На следующее утро они, как и договаривались, встретились возле Трегуса, где дорога из Коуврэка пересекается с дорогой на Лизард-Пойнт. Дальше, когда они продолжили путь мимо Хелстона и выехали на дорогу к Пензансу, Мэдлин скакала между Джарвисом и Гарри.

Бридж была маленькой деревушкой, расположенной к северу от дороги примерно в двух милях на запад от Хелстона. Поместье же, которое они искали, лежало южнее, между дорогой и утесами. Они поехали по узкой дорожке, а затем свернули на подъездную аллею, которая в конечном счете привела их к парадной двери.

На решительный стук Джарвиса в конце концов ответил мужчина старше средних лет, в опрятной одежде, скрытой под старым фартуком.

— Чем могу служить, сэр?

Он остановил взгляд на Джарвисе.

— Лорд Краухерст, мисс Гаскойн и виконт Гаскойн хотели бы видеть мистера Глендовера.

Услышав знакомые имена, мужчина вытаращил глаза и склонился в поклоне.

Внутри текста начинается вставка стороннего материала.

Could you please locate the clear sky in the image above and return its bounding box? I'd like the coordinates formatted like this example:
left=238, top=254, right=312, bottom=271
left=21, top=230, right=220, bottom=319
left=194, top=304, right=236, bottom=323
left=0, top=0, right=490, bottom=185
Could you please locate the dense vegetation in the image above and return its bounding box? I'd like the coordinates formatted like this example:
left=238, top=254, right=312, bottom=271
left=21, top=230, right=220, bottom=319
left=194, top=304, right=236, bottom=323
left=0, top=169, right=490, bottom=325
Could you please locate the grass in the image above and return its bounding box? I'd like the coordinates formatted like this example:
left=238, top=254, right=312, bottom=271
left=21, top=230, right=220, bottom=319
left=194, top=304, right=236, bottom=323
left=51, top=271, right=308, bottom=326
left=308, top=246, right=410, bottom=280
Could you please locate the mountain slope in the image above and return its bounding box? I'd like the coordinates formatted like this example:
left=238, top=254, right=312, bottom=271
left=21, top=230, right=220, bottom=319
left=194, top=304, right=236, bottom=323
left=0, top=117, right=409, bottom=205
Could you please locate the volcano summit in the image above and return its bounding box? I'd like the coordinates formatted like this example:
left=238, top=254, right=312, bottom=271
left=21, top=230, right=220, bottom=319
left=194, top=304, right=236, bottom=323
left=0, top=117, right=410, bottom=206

— Не сомневаюсь, хозяин был бы счастлив видеть вас, мадам, милорды, но его отозвали. Похоже, срочно. Он уехал сегодня рано утром.

— Уехал, вот как?

Джарвис, прищурившись, смотрел на мужчину, и Мэдлин, взглянув на него, изобразила улыбку и взяла разговор в свои руки.

— А вы?..

— Гаттинг, мадам. — В ответ на ее улыбку мужчина признательно кивнул. — Мы с женой работаем на мистера Глендовера.

— Должна признаться, мы до недавнего времени не знали, что он переехал сюда. Как давно он здесь?

— Всего около месяца, мадам. Сперва он остановился в Хелстоне, а потом сказал, что влюбился в имение и купил его. И нанял нас — мы жили в Портлевене с сестрой моей Элси, но искали место как раз такое, как это.

— В сельской местности трудно устроиться, — понимающе улыбнулась Мэдлин.

— Конечно, мадам. — Гаттинг стал заметно дружелюбнее. — Что я могу сделать для вас? Может быть, оставите записку хозяину?

Обменявшись с Джарвисом выразительным взглядом, Мэдлин покачала головой.

— Вам что-нибудь известно о том, как долго он будет отсутствовать?

— Нет, мадам. — Налицо Гаттинга набежала тень. — В своей записке он написал, что не может этого сказать, на что мы остаемся у него на неопределенное время. Жалованье нам будет присылать его лондонский поверенный.

— Ну что ж, это хорошее известие, во всяком случае, в том, что касается вас.

— Как вам работается на мистера Глендовера?

— С джентри может быть трудно, прошу прощения, мадам, милорды, но мистер Глендовер приятный джентльмен — молодой, совсем недавно достигший совершеннолетия. Осмелюсь сказать, он был приятным, скромным, с ним было легко. Никогда никакого недовольства, никаких придирок. Моя Элси довольна, что нам не нужно уезжать.

— Он сказал, куда едет? Мы, — Гарри вышел из-за спины Мэдлин и, когда Гаттинг взглянул на него, кивком головы указал на сестру и Джарвиса, — вероятно, поедем в город, и, если он там, могли бы найти его, если вы скажете, куда он направился.

— Конечно, — подтвердила Мэдлин. — Это было бы по-добрососедски.

Она вопросительно посмотрела на Гаттинга.

— Ах, — поморщился мужчина, — он сообщил, что едет в Лондон, но ни слова о том, куда именно. Приказал только сохранять все письма, которые могут приходить на его имя, хотя он ничего и не ожидает.

— С ним был еще кто-нибудь? — спросил Джарвис. — Агент, или лакей, или грум?